At his news conference, Jackson also stressed it was important for Jews and blacks to “talk with each other and not about each other.”

He said the significance of his meeting with Arad “was just to get some sense of human touch, some sense of feeling, some sense of sharing, some commitment for ongoing dialogue, some commitment to remove barriers, some ability to agree to agree, or agree to disagree.”

But when he was asked about the Chicago situation, Jackson replied: “It’s not just Chicago and an aide to the mayor. It’s the mayor of New York himself saying that any Jew who would vote for me ‘would be crazy.’

“That statement traumatized many people, it hurt many people,” he said. “Yet we will not surrender to that level of politics and public discourse.”

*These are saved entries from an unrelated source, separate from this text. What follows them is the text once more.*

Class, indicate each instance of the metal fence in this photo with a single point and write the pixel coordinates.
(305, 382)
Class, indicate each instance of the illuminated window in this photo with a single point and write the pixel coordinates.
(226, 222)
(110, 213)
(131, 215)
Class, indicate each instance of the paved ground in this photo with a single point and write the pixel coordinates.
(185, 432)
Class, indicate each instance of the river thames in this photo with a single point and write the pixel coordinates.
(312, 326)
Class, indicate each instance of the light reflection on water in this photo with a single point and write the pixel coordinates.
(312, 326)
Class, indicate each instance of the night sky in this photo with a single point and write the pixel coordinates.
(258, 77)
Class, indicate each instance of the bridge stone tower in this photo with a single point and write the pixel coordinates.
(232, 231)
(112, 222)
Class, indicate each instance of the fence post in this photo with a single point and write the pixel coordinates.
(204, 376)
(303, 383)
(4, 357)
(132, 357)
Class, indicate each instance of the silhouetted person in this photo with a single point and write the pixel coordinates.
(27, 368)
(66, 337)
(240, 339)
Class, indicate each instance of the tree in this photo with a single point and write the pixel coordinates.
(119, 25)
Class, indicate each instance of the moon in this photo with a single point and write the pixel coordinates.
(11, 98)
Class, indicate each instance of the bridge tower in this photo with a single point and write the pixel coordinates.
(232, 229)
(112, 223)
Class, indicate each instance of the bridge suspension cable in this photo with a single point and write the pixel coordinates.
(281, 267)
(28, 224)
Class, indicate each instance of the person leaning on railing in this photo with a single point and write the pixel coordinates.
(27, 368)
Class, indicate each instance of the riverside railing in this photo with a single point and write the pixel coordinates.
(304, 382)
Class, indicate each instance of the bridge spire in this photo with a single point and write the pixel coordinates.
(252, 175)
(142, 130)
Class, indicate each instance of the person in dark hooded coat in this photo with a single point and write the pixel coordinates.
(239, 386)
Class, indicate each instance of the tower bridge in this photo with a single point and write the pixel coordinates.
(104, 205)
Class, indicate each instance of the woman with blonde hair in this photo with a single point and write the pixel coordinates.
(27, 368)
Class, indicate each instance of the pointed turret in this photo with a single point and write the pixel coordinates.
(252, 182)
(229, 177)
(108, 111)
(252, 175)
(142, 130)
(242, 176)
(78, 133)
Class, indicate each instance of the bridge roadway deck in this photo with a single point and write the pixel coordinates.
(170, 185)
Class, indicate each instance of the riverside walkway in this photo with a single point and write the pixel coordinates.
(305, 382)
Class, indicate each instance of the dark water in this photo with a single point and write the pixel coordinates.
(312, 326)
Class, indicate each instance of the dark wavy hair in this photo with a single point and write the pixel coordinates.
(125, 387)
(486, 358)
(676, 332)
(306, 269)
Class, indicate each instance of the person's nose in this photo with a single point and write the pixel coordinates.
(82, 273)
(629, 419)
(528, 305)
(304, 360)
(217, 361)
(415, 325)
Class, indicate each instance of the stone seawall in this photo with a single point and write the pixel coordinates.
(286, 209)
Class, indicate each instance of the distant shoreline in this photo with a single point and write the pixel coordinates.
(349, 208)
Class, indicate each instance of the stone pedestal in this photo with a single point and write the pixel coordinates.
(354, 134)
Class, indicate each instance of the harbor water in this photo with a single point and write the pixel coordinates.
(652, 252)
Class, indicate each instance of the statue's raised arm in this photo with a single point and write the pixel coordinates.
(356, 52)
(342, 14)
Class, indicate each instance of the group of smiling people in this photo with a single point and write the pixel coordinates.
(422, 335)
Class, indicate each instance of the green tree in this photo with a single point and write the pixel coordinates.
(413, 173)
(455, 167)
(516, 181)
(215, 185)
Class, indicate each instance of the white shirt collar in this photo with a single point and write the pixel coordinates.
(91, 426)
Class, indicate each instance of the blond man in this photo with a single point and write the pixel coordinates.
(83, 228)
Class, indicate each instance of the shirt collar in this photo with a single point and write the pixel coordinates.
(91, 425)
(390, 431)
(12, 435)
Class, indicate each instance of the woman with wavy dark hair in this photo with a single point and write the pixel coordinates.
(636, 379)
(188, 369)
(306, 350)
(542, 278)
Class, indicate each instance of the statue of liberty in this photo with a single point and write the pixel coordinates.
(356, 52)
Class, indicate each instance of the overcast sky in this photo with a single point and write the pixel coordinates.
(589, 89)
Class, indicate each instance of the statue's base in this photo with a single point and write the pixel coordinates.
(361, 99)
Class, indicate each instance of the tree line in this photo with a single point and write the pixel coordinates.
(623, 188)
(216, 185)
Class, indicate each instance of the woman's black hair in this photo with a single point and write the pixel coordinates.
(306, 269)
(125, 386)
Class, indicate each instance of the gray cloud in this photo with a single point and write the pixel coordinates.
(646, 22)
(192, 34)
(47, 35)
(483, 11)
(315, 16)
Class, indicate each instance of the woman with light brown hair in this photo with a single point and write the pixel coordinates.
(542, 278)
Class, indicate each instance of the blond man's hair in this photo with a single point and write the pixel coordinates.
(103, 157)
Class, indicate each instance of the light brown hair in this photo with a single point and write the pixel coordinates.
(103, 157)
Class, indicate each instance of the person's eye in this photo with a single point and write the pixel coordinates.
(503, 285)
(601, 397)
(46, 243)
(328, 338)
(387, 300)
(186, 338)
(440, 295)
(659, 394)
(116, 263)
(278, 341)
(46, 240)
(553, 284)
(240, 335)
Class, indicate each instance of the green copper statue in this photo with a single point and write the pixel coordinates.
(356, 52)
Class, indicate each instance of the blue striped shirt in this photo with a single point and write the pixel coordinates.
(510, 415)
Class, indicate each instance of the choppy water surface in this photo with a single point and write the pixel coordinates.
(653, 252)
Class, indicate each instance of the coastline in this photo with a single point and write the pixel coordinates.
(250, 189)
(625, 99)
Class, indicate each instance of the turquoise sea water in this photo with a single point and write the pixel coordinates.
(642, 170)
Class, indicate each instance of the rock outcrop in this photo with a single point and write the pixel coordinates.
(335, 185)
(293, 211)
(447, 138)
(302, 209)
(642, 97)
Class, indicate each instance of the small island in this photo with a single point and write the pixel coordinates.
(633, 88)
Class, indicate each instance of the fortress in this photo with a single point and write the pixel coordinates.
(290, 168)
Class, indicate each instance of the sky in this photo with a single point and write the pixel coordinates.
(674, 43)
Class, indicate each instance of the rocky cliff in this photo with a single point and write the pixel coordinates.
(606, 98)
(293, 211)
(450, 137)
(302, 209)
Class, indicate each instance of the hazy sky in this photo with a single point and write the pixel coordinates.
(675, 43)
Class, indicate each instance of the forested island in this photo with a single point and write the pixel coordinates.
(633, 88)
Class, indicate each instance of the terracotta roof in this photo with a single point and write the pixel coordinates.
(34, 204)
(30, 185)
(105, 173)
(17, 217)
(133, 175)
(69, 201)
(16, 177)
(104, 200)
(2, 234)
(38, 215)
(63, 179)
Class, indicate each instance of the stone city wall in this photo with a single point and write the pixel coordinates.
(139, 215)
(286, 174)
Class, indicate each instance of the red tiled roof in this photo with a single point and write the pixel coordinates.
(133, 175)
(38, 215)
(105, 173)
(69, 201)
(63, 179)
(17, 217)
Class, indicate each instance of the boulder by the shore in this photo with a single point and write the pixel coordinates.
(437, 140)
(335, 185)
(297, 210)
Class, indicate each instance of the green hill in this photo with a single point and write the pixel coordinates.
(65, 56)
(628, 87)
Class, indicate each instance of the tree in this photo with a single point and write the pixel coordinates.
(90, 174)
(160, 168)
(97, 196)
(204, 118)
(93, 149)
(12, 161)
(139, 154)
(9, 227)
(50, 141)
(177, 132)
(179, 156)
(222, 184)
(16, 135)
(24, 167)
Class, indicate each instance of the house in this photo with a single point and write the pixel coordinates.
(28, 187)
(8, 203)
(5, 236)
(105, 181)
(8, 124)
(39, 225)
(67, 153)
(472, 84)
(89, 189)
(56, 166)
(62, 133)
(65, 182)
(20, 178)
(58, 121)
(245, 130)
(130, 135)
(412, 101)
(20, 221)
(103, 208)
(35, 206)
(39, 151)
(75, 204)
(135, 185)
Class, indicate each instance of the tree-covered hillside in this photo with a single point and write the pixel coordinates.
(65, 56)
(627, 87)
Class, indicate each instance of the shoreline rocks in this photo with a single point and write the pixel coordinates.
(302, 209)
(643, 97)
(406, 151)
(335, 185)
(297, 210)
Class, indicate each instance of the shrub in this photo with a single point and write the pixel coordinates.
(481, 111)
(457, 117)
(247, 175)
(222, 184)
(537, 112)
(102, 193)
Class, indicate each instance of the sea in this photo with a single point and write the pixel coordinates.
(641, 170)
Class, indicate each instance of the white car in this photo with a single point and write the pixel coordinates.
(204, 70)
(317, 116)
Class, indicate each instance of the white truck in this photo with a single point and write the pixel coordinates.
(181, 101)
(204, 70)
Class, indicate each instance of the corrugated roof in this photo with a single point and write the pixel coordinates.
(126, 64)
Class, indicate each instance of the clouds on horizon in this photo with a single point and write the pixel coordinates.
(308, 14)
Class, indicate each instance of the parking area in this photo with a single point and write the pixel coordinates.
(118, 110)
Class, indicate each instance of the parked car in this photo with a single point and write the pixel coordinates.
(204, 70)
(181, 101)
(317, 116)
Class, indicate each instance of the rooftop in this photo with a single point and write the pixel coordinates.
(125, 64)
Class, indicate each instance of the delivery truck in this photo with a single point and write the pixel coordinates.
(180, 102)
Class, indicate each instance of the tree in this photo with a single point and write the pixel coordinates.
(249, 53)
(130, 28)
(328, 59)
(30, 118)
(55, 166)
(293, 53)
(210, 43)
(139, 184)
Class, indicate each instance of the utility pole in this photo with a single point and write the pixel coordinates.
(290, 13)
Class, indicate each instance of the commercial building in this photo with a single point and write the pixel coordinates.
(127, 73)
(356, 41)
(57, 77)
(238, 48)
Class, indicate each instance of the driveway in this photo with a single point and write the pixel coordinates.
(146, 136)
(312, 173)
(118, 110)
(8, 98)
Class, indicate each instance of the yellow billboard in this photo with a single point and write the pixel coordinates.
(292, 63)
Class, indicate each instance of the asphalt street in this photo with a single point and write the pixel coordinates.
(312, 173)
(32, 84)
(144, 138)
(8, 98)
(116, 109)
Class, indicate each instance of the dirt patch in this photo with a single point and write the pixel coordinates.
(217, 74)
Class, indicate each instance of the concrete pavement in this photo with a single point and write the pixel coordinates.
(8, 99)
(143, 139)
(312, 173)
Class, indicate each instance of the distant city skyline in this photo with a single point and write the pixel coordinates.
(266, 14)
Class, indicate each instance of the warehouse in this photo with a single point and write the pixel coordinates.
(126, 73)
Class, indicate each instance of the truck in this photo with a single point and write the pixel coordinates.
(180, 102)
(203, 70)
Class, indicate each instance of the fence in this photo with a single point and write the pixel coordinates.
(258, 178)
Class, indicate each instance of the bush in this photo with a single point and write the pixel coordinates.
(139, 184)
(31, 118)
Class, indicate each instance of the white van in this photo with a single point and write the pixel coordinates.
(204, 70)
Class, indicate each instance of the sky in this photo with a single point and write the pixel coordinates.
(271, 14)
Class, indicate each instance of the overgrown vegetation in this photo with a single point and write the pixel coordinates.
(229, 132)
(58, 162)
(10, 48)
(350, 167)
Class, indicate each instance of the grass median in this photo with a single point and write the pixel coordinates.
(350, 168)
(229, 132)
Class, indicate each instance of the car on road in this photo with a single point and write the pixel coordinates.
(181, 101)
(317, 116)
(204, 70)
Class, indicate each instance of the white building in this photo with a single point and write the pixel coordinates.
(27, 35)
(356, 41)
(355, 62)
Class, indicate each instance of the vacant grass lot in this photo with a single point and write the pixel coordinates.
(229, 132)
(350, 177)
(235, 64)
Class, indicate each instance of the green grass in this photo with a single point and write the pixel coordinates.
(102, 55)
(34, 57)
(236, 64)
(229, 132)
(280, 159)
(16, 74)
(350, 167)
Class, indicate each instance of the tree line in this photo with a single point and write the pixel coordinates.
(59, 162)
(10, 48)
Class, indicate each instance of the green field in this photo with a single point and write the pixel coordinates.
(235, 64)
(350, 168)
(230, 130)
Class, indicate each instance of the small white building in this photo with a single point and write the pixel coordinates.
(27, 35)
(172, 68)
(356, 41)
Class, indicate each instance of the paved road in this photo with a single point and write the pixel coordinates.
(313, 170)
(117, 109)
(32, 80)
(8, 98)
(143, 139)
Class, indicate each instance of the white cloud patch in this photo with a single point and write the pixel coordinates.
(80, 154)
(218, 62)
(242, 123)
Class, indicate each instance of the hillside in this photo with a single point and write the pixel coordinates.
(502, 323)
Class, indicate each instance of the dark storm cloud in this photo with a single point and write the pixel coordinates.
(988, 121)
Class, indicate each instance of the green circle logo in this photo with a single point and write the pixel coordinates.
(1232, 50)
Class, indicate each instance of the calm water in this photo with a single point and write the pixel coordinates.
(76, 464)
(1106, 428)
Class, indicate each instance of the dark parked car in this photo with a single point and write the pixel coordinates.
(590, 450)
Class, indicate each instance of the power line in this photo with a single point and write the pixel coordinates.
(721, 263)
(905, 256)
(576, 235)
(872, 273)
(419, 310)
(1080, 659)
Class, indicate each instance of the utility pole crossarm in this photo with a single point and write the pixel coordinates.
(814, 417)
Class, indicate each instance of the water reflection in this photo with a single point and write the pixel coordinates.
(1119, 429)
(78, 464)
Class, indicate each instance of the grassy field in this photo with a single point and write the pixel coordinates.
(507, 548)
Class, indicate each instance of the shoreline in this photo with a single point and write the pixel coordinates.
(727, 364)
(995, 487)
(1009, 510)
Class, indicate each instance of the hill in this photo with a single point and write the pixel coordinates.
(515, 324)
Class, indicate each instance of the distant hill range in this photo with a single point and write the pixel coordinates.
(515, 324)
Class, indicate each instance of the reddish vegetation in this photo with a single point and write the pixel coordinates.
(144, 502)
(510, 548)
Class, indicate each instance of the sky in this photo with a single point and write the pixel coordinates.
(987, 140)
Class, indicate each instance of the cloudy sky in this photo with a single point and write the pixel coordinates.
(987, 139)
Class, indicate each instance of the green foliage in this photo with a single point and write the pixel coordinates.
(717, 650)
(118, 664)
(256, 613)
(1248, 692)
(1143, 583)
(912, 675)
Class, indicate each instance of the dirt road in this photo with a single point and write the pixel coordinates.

New York City Mayor Edward Koch, who has been heavily criticized for his remarks about Jackson during the New York primary, actually said that Jews and other supporters of Israel would be crazy to vote for Jackson, because of his support of a Palestinian state.

Jackson and Koch have agreed to a request from New York Gov. Mario Cuomo that they meet to soothe over their differences. The meeting has not yet been scheduled.

Jackson and Arad also discussed Israel’s relations with South Africa and the situation of the Black Hebrews in Israel.

Jackson was accompanied by his son, Jonathan; Rep. Mervyn Dymally (D-Calif.); Percy Sutton of New York, who had been a leader in his presidential campaign; and two American Jews, R. Peter Strauss of New York and Ed Elson of Atlanta.